DID YOU MAKE THIS RECIPE? Share your creations by tagging @notquitenigella on Instagram with the hashtag #notquitenigella
Ciambella Orange Citrus Cake
Rated 5.0 out of 5 by 6 readers
An Original Recipe by Lorraine Elliott
Preparation time: 20 minutes
Cooking time: 35 minutes
- 2 cups/300g/10.6ozs cake flour*
- 15g/0.5oz baking powder
- 1/4 teaspoon salt
- 2 eggs, room temperature
- 3/4 cup/165/5.8ozs. caster or superfine sugar
- 3/4 cup/185ml/6.3flozs. extra virgin olive oil (mild)
- 1 cup/250ml/8.8flozs orange juice
- 1 teaspoon vanilla bean paste
- Zest of 3 oranges and 1 lemon
- 160g/5.4ozs. icing or powdered sugar
- 2-3 tablespoons orange juice
*To make 1 cup of cake flour, take 1 cup of plain flour. Replace 2 tablespoons of plain flour with cornflour or fine cornstarch and whisk well until combined.
Step 1 - Grease your bundt tin - I use a tablespoon/20g/0.7oz of melted butter mixed with 1 tablespoon/8g/0.3oz of flour to form a brushable slurry that I make sure to brush into all the nooks of the bundt tin. Preheat oven to 170C/338F.
Step 2 -Sift the cake flour and baking powder with salt in a large bowl and set aside. Place the eggs in a mixer bowl with a whisk attachment and whisk for 3 minutes until light and fluffy. Add the sugar and whisk for 3 minutes. Then add the oil, orange juice, vanilla and zest and whisk again for 1 minute.

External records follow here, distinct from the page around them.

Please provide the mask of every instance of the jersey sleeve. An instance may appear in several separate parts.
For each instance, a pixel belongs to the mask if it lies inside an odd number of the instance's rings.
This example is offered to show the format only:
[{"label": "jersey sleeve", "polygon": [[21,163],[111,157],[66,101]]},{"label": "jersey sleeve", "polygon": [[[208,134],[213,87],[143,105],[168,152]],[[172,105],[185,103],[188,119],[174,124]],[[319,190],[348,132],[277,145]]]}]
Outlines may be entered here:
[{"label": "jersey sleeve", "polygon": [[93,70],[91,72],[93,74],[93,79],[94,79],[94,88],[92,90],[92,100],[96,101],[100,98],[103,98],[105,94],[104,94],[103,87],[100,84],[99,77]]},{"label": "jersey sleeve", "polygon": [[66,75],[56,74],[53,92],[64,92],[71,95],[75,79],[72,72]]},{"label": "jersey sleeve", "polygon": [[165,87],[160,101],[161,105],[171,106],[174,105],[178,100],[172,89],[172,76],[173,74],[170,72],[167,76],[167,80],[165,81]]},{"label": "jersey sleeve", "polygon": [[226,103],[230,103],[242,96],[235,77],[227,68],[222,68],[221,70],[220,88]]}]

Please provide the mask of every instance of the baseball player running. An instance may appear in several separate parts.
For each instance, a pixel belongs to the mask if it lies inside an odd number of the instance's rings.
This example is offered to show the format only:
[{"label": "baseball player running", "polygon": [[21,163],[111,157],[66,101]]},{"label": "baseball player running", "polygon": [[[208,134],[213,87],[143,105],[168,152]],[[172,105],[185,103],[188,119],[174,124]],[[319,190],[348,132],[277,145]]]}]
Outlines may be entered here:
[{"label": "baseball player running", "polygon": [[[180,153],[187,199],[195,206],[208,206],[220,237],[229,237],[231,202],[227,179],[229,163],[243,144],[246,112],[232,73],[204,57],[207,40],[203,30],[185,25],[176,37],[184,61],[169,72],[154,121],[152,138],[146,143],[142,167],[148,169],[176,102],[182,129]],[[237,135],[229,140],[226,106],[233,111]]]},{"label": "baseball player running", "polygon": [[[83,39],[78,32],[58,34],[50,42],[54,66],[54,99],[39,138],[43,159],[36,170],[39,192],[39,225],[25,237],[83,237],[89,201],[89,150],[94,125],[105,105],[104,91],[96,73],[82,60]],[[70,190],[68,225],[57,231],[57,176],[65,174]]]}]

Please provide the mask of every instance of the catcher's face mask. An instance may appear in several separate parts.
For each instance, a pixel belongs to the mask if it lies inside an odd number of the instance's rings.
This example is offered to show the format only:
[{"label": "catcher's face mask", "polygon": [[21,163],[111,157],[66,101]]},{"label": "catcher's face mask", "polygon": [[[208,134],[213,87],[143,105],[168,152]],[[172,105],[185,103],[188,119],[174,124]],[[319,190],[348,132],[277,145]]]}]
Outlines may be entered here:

Step 3 -Make a well in the bowl of flour and gradually mix the liquid mixture into the dry. I do this in about 6-8 lots making sure that the batter isn't overworked and that there aren't any lumps. If there are lumps, pass this batter through a sieve (you may lose some of the zest so add a bit more zest) and then rest the batter for 5 minutes. Pour batter into the prepared bundt tin and bake for 35 minutes until the centre of the cake ring bounces back when gently touched. Allow to cool in the tin and then carefully upturn into a serving plate (this is a very soft cake so I prefer leaving it in the tin until completely cool but if you live life on the edge you do you x).
Step 4 -To make the icing, place the icing sugar in a food processor and blitz until fine (see, I hate sieving). Drip in the orange juice 1 tablespoon at a time. You want it thick enough to drip down the side slowly. Use a teaspoon to drip the icing down the side of the cake.